Last week I took the plunge that many other school libraries have already done. I reorganized the fiction section into genres. Scary to some, but I am liking it. So are the students.
The reason for this change is to help our students find the books they are interested in. Students think like people, not like librarians. They want to know where the scary books are, or the mysteries, or the sports. And they don’t spend a lot of time checking the catalog. Even though I had genre stickers on those books already, it was not easy for students to find the books they wanted on the shelves. The stickers sort of all blended in together. What a difference the reorganization made. It is so much easier for students to see the books when they are organized by genre. As I told each class this week about the change, their eyes lit up. They ran right to the genre they wanted to read and began browsing for books.
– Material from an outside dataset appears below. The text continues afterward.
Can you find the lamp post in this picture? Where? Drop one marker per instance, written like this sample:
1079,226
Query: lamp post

I ultimately chose 8 genres for our library based on what is most popular with our students: Adventure, Animal, Fantasy, History, Humor, Mystery, Scary, and Sports. I also created a general fiction section for those books that do not fit in with a genre. I created mini posters to help students locate the sections more quickly and to help them understand what is included in each section. Sometimes I combined a few genres due to a lack of books to justify its own genre (science fiction was added to fantasy, war was added to history, realistic fiction was grouped into general fiction).
I found it very interesting that as I grouped books, I could easily see which subjects were lacking in material (scary, sports), and which subjects were the largest (fantasy, history). As I prepare orders for next year, I will be looking for more titles to add to these groups.
The final change was updating the catalog. I added a three letter code after FIC (for fiction) to help know where the books were located on the shelves ADV, ANI, FAN, HIS, HUM, MYS, SCA, SPO). I left the general fiction as FIC. I have to thank our BOCES school library system for their assistance on this. I sent them the list of bar codes, and they did batch edits for me. So much quicker that touching each individual record (again- a librarian concern) This way, as the librarian, I can still find the books easily, but should the students choose to search for books that way, they can find them as well.
It has only been one week, but I am already seeing how the students find it easier to look for books. After all, isn’t that what the library organization should be all about?